By Daniel Oluwatobiloba Popoola
The Federal Government has denied claims that it spent more than ₦8 trillion, estimated at about two per cent of Nigeria’s Gross Domestic Product (GDP), outside the approved budget, insisting that the allegation is false and a misrepresentation of the International Monetary Fund (IMF)’s 2026 Article IV Consultation Report.

The position was contained in a statement issued on Sunday, 5 July 2026 by the Federal Ministry of Finance and signed by the Minister of Finance and Coordinating Minister of the Economy, Taiwo Oyedele.
The statement was a response to recent public commentary which cited remarks attributed to the IMF Representative in Nigeria and the Fund’s 2026 Article IV Consultation Report to allege that the government operated a “shadow budget.”

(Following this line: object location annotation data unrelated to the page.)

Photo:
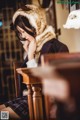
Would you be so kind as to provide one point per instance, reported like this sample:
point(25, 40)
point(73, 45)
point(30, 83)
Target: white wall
point(70, 37)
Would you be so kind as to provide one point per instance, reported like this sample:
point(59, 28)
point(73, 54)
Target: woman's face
point(24, 35)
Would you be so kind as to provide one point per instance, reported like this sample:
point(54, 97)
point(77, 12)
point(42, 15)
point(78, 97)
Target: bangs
point(23, 22)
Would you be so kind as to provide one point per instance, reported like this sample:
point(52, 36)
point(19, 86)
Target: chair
point(17, 78)
point(64, 66)
point(59, 58)
point(38, 103)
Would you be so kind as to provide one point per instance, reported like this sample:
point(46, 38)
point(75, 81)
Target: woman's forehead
point(21, 29)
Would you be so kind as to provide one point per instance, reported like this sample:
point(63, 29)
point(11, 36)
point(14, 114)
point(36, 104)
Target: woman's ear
point(12, 26)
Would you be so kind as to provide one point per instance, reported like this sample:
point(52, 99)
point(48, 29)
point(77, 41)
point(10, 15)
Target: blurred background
point(11, 49)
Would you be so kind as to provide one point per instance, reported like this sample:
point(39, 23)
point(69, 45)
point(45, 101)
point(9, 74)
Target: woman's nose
point(23, 35)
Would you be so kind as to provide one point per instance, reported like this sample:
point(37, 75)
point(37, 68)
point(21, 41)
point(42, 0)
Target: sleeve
point(31, 63)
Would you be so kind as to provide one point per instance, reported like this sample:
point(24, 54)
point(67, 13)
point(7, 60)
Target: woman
point(29, 23)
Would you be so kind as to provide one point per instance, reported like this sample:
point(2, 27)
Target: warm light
point(73, 20)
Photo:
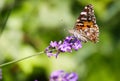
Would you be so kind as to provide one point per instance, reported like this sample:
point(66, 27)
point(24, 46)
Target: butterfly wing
point(85, 27)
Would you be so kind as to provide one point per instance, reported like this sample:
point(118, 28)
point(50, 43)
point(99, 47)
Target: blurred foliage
point(27, 27)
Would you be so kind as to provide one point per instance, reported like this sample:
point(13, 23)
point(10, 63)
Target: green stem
point(15, 61)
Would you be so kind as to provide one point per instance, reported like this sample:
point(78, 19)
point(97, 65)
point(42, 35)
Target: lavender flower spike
point(68, 44)
point(60, 75)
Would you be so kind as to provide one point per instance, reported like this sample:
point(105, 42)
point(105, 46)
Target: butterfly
point(85, 27)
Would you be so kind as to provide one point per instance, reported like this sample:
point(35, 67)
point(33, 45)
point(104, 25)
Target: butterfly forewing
point(85, 27)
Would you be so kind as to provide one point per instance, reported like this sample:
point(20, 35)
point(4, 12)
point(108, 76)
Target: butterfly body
point(85, 27)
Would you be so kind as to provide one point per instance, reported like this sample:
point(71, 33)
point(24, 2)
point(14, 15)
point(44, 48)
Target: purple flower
point(69, 43)
point(0, 74)
point(60, 75)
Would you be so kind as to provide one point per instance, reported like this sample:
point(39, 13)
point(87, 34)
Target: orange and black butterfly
point(85, 27)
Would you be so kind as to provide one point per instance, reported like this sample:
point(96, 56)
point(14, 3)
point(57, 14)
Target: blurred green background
point(28, 26)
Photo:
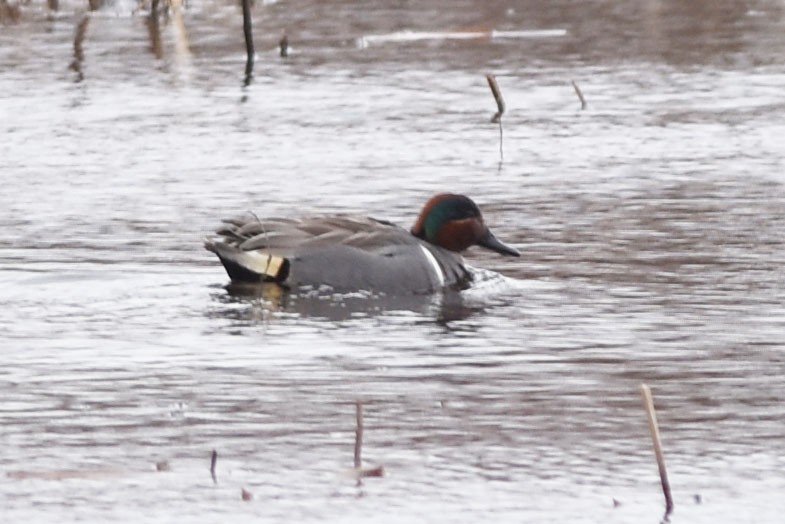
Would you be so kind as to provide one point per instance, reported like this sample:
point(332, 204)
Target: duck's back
point(343, 252)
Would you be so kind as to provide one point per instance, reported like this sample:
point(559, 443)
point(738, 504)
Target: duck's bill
point(489, 241)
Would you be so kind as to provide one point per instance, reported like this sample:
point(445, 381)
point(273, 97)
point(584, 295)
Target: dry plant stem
point(358, 436)
point(248, 31)
point(580, 94)
point(500, 107)
point(497, 95)
point(213, 460)
point(648, 404)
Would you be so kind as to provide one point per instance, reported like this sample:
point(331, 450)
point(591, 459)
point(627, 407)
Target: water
point(650, 224)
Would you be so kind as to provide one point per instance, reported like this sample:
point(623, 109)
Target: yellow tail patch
point(265, 264)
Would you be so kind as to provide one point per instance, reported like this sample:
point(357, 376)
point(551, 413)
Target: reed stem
point(648, 404)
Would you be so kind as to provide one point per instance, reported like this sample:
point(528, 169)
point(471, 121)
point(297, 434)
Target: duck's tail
point(249, 266)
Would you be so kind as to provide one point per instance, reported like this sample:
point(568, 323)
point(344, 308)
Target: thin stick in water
point(248, 31)
point(654, 429)
point(213, 460)
point(579, 93)
point(497, 95)
point(500, 107)
point(358, 436)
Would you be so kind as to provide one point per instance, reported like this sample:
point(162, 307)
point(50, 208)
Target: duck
point(349, 253)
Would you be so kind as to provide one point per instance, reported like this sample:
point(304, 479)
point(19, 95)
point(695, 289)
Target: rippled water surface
point(651, 225)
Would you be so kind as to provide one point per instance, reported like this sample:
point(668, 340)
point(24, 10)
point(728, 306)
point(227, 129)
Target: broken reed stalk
point(497, 118)
point(654, 429)
point(579, 93)
point(248, 31)
point(359, 471)
point(358, 436)
point(213, 460)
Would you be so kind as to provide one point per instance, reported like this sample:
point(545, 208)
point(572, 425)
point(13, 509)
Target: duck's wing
point(343, 252)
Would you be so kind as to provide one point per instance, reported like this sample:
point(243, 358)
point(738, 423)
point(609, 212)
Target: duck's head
point(454, 222)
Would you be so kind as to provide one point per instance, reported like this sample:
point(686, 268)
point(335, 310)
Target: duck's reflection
point(270, 301)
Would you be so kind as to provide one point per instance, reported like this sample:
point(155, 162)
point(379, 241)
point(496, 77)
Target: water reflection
point(651, 226)
point(268, 301)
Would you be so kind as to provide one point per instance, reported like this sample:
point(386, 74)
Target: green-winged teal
point(353, 253)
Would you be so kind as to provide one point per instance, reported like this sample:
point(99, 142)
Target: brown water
point(651, 225)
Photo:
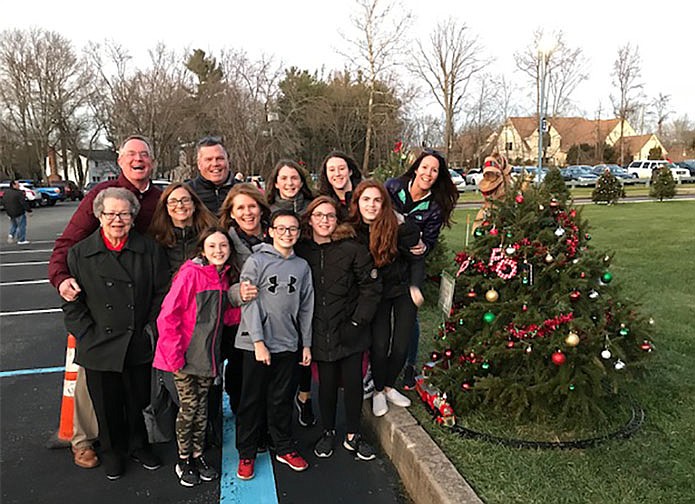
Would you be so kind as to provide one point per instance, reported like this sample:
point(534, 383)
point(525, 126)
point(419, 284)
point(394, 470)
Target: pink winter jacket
point(191, 320)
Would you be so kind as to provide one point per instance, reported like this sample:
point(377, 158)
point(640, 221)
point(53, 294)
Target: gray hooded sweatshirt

The ministry described the claims as misleading, stressing that the Federal Government does not spend public funds outside the constitutional and statutory framework governing public finance.

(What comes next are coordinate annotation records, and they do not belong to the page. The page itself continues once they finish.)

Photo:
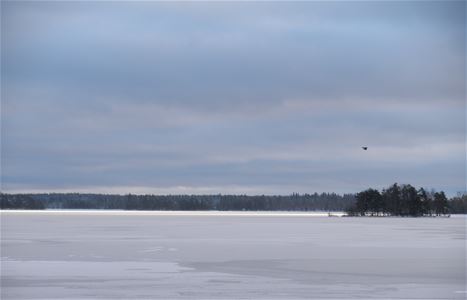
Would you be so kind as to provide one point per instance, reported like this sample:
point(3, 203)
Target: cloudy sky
point(246, 97)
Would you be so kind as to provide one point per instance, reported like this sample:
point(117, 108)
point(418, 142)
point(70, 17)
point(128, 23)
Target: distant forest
point(294, 202)
point(403, 200)
point(406, 200)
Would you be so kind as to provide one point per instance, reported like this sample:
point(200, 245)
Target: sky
point(232, 97)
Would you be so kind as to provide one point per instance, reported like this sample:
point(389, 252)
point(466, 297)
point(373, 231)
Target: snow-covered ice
point(151, 255)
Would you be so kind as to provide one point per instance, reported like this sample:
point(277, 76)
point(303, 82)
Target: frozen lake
point(210, 255)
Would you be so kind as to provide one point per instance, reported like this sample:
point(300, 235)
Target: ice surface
point(151, 255)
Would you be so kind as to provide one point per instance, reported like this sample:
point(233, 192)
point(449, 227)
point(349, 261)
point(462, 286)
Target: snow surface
point(217, 255)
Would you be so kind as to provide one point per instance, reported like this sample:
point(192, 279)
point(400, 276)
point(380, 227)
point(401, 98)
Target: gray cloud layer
point(232, 97)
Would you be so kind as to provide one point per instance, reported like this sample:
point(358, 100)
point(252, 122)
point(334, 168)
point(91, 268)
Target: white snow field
point(216, 255)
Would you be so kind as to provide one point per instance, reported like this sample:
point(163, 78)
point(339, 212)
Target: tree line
point(294, 202)
point(396, 200)
point(405, 200)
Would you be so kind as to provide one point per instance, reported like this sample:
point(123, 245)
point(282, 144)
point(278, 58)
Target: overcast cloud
point(246, 97)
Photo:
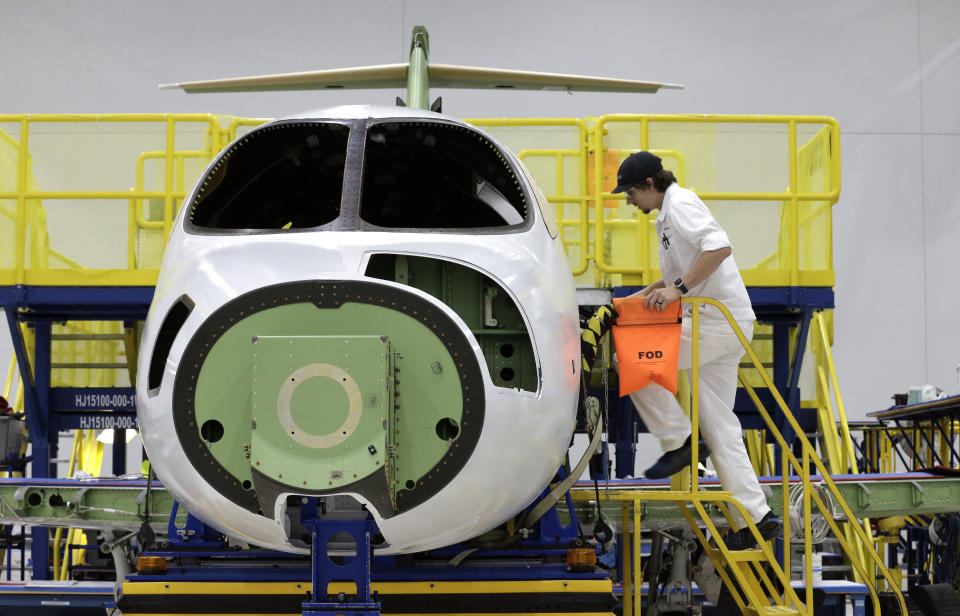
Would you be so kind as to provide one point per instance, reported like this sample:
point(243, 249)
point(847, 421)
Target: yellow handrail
point(586, 229)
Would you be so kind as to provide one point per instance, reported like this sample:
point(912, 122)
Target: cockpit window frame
point(509, 159)
point(355, 128)
point(349, 217)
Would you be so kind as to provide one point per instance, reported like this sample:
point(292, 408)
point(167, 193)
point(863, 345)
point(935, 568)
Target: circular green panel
point(428, 391)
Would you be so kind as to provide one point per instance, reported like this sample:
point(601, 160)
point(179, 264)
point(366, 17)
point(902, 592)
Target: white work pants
point(720, 352)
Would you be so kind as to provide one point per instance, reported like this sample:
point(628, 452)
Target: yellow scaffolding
point(747, 573)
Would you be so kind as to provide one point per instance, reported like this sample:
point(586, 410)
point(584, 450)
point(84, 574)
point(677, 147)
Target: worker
point(696, 260)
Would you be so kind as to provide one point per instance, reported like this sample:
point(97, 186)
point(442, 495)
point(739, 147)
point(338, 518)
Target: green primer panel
point(320, 406)
point(426, 389)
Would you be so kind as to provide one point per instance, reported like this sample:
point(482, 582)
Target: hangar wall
point(888, 70)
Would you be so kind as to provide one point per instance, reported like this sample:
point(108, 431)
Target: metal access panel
point(320, 408)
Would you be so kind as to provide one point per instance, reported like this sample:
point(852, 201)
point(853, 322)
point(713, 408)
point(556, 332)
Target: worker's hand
point(659, 299)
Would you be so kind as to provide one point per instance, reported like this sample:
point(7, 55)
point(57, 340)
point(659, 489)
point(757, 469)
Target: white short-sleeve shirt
point(686, 228)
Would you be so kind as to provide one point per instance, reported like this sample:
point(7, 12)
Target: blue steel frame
point(325, 571)
point(40, 307)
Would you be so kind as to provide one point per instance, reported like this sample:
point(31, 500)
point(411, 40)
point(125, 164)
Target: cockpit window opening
point(280, 178)
point(438, 176)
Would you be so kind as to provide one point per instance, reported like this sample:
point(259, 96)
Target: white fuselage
point(525, 433)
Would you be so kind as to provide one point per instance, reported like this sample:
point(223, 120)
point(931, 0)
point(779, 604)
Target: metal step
point(740, 555)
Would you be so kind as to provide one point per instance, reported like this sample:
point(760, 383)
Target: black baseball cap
point(636, 168)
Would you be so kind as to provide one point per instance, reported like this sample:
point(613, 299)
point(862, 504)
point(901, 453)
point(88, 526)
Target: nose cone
point(328, 387)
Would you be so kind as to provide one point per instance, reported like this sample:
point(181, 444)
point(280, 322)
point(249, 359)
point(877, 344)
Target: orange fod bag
point(647, 344)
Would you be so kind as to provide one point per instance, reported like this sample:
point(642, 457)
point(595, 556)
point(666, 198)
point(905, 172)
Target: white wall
point(888, 70)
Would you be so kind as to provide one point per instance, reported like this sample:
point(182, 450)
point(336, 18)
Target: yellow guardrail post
point(695, 396)
point(794, 214)
point(19, 251)
point(168, 181)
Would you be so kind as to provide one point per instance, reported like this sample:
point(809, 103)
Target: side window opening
point(428, 175)
point(283, 176)
point(485, 306)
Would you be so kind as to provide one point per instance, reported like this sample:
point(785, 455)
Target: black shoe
point(770, 527)
point(672, 462)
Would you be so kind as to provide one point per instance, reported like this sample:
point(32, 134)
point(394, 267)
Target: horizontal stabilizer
point(450, 76)
point(383, 76)
point(440, 76)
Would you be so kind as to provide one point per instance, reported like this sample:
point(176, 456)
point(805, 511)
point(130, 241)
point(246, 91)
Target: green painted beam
point(117, 504)
point(868, 496)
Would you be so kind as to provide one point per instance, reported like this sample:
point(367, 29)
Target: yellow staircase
point(758, 582)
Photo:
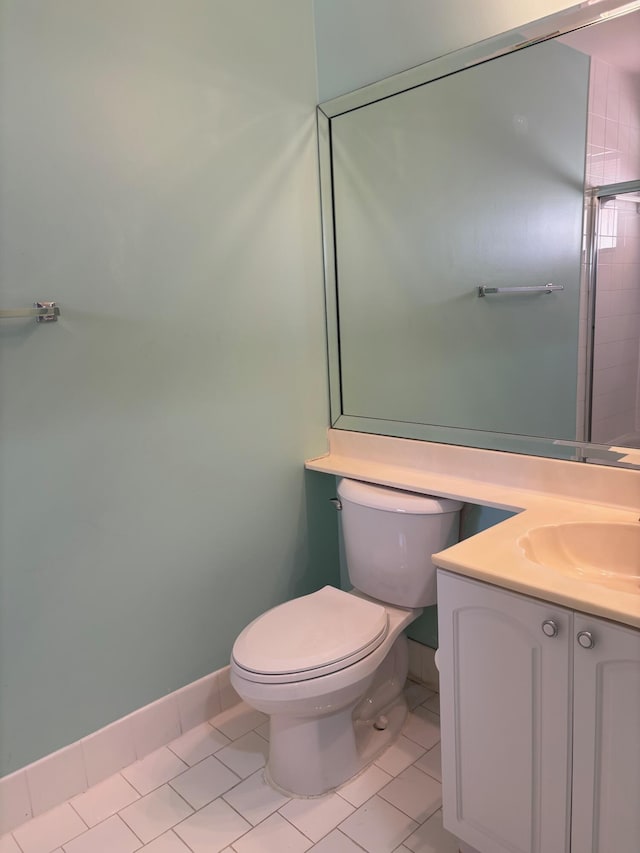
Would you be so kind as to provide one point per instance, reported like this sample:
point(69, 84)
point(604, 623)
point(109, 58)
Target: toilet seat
point(310, 636)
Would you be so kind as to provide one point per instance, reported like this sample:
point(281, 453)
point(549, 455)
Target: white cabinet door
point(606, 738)
point(505, 716)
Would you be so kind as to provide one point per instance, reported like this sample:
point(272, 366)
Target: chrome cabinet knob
point(585, 639)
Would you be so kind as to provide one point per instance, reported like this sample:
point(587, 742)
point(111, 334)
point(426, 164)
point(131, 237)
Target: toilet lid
point(310, 636)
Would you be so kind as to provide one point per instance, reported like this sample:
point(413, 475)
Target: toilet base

“For the avoidance of doubt, the Federal Government does not operate a ‘shadow budget’ or expend public funds outside the constitutional and statutory framework established for public finance,” Oyedele said.
According to the minister, Sections 80 to 83 and 162 of the 1999 Constitution, as amended, permit the withdrawal and expenditure of public funds only in line with the Constitution and laws enacted by the National Assembly.
He explained that Federal Government spending is carried out through duly enacted Appropriation Acts, Supplementary Appropriation Acts and other statutory approvals granted by the National Assembly.
Oyedele added that multi-year capital projects, which span more than one budget cycle, are implemented under extant laws with approved capital rollovers where applicable, noting that such projects are recognised features of public financial management and should not be mistaken for off-budget expenditure.
He also faulted claims that trillions of naira were secretly spent without legislative approval.
“It is inaccurate to suggest that trillions of naira have been secretly spent outside legislative approval. Such allegations should have identified the specific projects purportedly executed without appropriation or legal authority and present credible evidence in support of the claim,” he said.
The minister explained that the controversy stemmed from a misunderstanding of the distinction between budget appropriation, expenditure authorisation, financing and fiscal reporting.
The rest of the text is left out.